What Happened to Authorities, Permissions, and Groups?

SAP Sybase IQ 16.0 introduces a role-based security model. Earlier versions used authorities, permissions, object-level permissions, and groups. The role-based security model uses roles, system privileges, object-level privileges, and user-extended roles.

Note: You can use an SAP Sybase IQ 16.0 or later server with an IQ database from an earlier version (pre-16.0). When you do, full backward compatibility is provided for that database, and its security model is not changed.

In pre-16.0, authorities are database-level permissions. For example, a user with BACKUP authority can back up the database. Some authorities bundle object-level permissions. For example, a user with PROFILE authority can perform application profiling and database tracing tasks, which involve using system procedures that are not otherwise available for use. You cannot create new authorities, alter the permissions they comprised, or drop them. You can grant administrative rights (WITH GRANT), but cannot limit the grant to administrator rights only.

In 16.0 or later, roles replace authorities, with the added benefit that you can create new roles, alter the system privileges granted, and drop them. Roles and privileges provide a more granular control when granting system privileges to users. You can also grant roles to users with administrative rights only. A user can then grant and revoke the role, but cannot exercise the underlying privileges.

In pre-16.0, permissions allowed you to create, modify, query, use, or delete database objects such as tables, views, and users.
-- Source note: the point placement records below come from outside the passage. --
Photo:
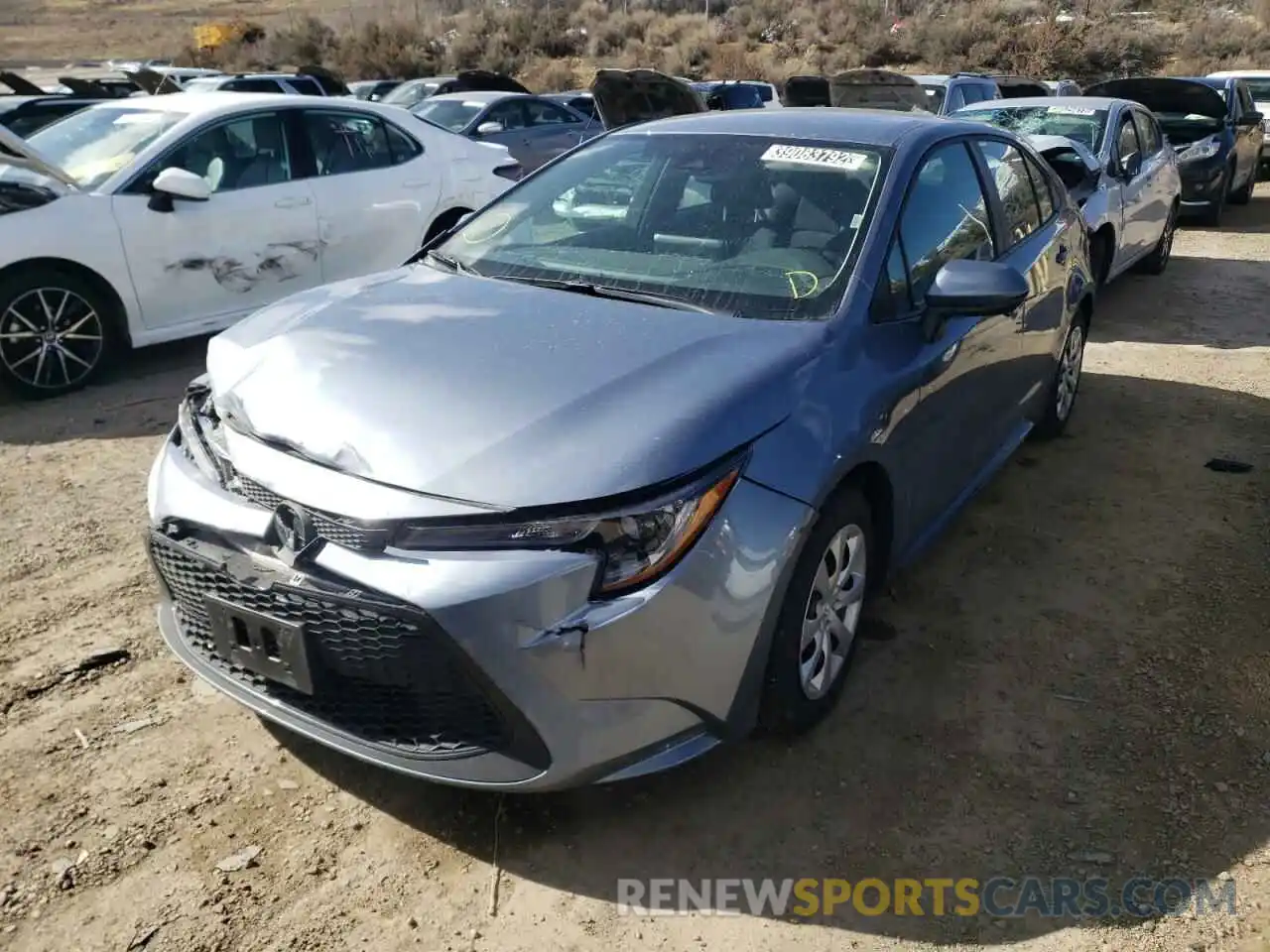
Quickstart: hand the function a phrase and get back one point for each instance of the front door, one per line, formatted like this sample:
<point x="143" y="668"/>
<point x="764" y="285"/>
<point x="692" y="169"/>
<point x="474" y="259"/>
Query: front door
<point x="960" y="380"/>
<point x="376" y="191"/>
<point x="253" y="241"/>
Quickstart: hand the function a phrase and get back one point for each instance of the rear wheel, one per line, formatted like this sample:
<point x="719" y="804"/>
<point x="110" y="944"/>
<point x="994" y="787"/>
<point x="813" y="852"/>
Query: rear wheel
<point x="58" y="333"/>
<point x="1157" y="261"/>
<point x="1066" y="384"/>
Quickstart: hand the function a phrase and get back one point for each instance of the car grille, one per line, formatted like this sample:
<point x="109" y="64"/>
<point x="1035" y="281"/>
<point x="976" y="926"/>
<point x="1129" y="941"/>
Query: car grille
<point x="333" y="529"/>
<point x="382" y="674"/>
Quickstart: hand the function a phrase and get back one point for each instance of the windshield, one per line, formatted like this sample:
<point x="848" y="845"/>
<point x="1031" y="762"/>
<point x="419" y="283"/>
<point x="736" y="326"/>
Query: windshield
<point x="209" y="84"/>
<point x="94" y="144"/>
<point x="1260" y="89"/>
<point x="448" y="113"/>
<point x="738" y="223"/>
<point x="1082" y="125"/>
<point x="411" y="93"/>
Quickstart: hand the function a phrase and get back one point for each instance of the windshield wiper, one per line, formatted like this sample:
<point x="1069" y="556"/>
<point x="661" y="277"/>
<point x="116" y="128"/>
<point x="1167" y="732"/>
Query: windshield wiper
<point x="452" y="264"/>
<point x="589" y="290"/>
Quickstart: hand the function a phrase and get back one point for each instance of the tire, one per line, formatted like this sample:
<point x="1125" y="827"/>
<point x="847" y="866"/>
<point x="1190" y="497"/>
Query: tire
<point x="1157" y="261"/>
<point x="797" y="692"/>
<point x="1061" y="395"/>
<point x="1245" y="194"/>
<point x="58" y="333"/>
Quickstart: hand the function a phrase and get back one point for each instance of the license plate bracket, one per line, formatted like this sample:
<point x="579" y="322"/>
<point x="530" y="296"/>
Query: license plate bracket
<point x="262" y="644"/>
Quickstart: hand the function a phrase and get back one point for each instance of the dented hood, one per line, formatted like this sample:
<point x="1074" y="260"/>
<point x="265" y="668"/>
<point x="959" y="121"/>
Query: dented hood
<point x="1165" y="95"/>
<point x="625" y="96"/>
<point x="502" y="394"/>
<point x="17" y="151"/>
<point x="876" y="89"/>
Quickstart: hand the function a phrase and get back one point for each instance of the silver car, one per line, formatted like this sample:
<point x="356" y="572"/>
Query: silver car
<point x="572" y="499"/>
<point x="534" y="128"/>
<point x="1112" y="157"/>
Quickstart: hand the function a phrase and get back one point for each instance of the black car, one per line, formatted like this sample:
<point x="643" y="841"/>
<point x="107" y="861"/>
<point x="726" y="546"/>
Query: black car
<point x="27" y="114"/>
<point x="1214" y="127"/>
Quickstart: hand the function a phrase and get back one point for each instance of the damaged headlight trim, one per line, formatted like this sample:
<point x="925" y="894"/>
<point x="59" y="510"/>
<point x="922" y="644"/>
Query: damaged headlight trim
<point x="638" y="543"/>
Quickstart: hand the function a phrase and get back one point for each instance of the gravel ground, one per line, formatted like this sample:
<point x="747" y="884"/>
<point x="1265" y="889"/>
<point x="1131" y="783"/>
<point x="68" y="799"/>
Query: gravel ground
<point x="1080" y="685"/>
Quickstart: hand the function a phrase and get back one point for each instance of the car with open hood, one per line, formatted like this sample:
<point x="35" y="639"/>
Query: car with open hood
<point x="535" y="130"/>
<point x="1214" y="128"/>
<point x="1257" y="82"/>
<point x="567" y="502"/>
<point x="858" y="89"/>
<point x="1112" y="159"/>
<point x="627" y="96"/>
<point x="137" y="221"/>
<point x="413" y="91"/>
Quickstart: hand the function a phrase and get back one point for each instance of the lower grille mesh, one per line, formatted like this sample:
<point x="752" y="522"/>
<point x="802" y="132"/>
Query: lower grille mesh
<point x="381" y="676"/>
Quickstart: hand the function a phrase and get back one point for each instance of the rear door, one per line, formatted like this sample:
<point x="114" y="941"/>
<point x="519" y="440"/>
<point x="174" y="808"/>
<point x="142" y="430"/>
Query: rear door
<point x="375" y="186"/>
<point x="959" y="381"/>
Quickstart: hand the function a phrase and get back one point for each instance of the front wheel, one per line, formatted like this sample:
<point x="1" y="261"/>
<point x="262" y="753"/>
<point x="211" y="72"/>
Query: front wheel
<point x="58" y="333"/>
<point x="815" y="642"/>
<point x="1066" y="384"/>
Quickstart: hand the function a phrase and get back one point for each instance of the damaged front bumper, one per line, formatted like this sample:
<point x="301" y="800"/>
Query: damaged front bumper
<point x="481" y="669"/>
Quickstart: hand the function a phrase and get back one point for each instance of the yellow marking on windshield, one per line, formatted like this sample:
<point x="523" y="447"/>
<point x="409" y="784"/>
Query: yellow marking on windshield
<point x="794" y="289"/>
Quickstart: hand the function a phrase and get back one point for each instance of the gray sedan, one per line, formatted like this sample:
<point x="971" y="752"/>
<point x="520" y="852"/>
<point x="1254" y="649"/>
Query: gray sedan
<point x="1112" y="157"/>
<point x="534" y="128"/>
<point x="572" y="499"/>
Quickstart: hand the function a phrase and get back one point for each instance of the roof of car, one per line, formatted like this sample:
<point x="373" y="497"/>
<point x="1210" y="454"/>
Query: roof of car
<point x="483" y="95"/>
<point x="862" y="126"/>
<point x="1056" y="102"/>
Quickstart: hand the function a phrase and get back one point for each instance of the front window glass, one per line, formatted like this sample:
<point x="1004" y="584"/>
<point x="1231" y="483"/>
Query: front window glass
<point x="740" y="223"/>
<point x="94" y="144"/>
<point x="1083" y="125"/>
<point x="448" y="113"/>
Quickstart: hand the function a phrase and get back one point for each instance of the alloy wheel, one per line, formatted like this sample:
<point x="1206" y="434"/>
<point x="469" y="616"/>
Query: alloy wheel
<point x="1070" y="372"/>
<point x="832" y="612"/>
<point x="51" y="338"/>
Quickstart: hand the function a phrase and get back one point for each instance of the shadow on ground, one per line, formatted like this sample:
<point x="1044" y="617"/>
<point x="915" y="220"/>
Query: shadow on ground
<point x="1079" y="688"/>
<point x="137" y="400"/>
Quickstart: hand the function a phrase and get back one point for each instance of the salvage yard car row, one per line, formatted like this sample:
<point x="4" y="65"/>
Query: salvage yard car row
<point x="690" y="391"/>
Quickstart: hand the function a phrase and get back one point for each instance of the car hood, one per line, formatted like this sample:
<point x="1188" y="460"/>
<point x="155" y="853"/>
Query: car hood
<point x="1051" y="145"/>
<point x="17" y="151"/>
<point x="500" y="394"/>
<point x="808" y="90"/>
<point x="876" y="89"/>
<point x="625" y="96"/>
<point x="1165" y="95"/>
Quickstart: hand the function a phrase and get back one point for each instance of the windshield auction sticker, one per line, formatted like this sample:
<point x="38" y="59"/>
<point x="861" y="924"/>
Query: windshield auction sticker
<point x="810" y="155"/>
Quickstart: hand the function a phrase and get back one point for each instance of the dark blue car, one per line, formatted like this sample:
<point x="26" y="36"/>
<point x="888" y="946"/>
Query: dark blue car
<point x="1214" y="127"/>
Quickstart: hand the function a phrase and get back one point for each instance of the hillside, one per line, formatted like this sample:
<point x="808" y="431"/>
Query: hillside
<point x="559" y="42"/>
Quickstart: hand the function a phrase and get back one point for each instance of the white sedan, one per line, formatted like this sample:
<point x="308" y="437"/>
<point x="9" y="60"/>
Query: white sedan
<point x="148" y="220"/>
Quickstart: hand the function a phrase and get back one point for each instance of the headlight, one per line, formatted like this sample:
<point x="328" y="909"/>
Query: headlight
<point x="636" y="543"/>
<point x="1198" y="151"/>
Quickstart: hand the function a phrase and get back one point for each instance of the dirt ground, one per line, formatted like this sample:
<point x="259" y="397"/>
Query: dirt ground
<point x="1080" y="685"/>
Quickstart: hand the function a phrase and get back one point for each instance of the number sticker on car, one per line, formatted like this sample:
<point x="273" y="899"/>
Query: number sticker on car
<point x="811" y="155"/>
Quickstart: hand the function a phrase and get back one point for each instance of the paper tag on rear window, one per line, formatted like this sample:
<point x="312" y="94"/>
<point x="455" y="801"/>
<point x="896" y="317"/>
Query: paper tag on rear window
<point x="811" y="155"/>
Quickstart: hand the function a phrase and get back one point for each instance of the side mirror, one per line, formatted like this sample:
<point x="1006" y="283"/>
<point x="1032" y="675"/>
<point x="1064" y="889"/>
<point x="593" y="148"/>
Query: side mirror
<point x="180" y="182"/>
<point x="966" y="289"/>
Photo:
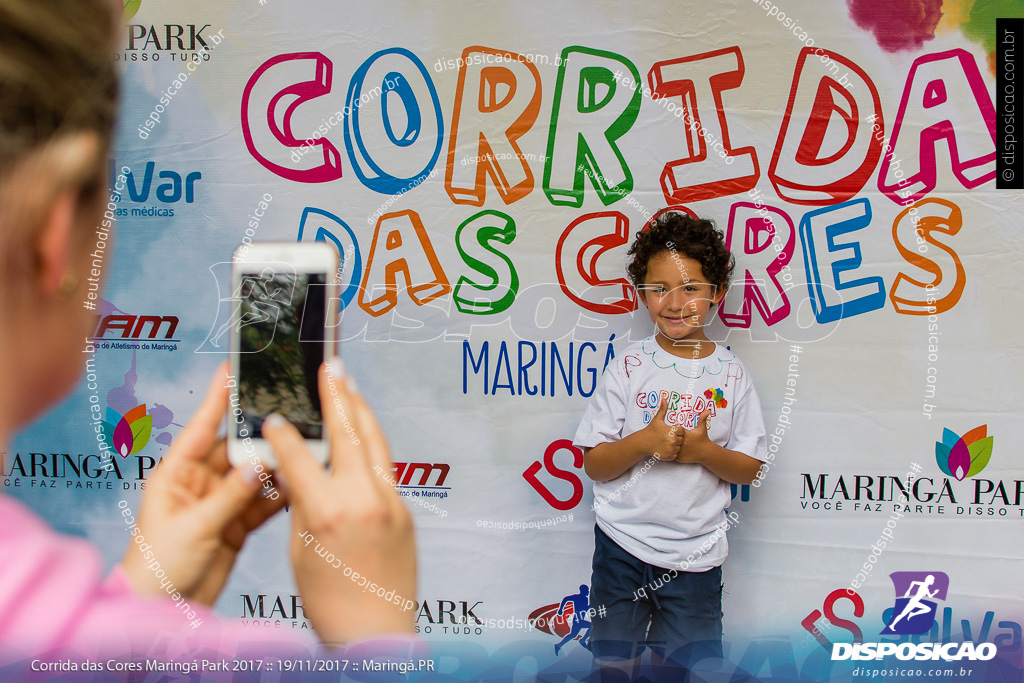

In 16.0, system privileges replace permissions in functionality. Every privileged operation that you can perform on a database object now has a grantable system privilege. You can grant system privileges individually to users or to a role.

In 16.0, the meaning of permissions has changed. In pre-16.0 versions, it meant the a permission meant a grantable capability. Now, permission means the result of an evaluation of whether an operation can be performed. For example, you have permission to alter the table if you are the owner or you have the ALTER ANY TABLE system privilege.

In pre-16.0, groups were a collection of one or more users whose authorities and permissions were determined at the group level. A user was granted group status, and then other users were granted membership in that group.

In 16.0, the group paradigm is achieved using user-extended roles. If you have a user with a set of privileges that you want to grant to other users, you extend the user to become a user-extended role, and then grant that role to other users.

Upgrading a pre-16.0 database automatically converts your existing authority, permission, and group hierarchy into an equivalent role, privilege, and user-extended role hierarchy. Every pre-16.0 authority has a compatibility role. These roles are easily identifiable because their names start with SYS_AUTH. Compatibility roles contain the system privileges required to perform the same operations as the corresponding previous authority.

To take full advantage of the control and granularity of privileges available with role-based security, SAP recommends that, after migration, you review the compatibility role grants of each user and adjust membership and system privilege grants as necessary.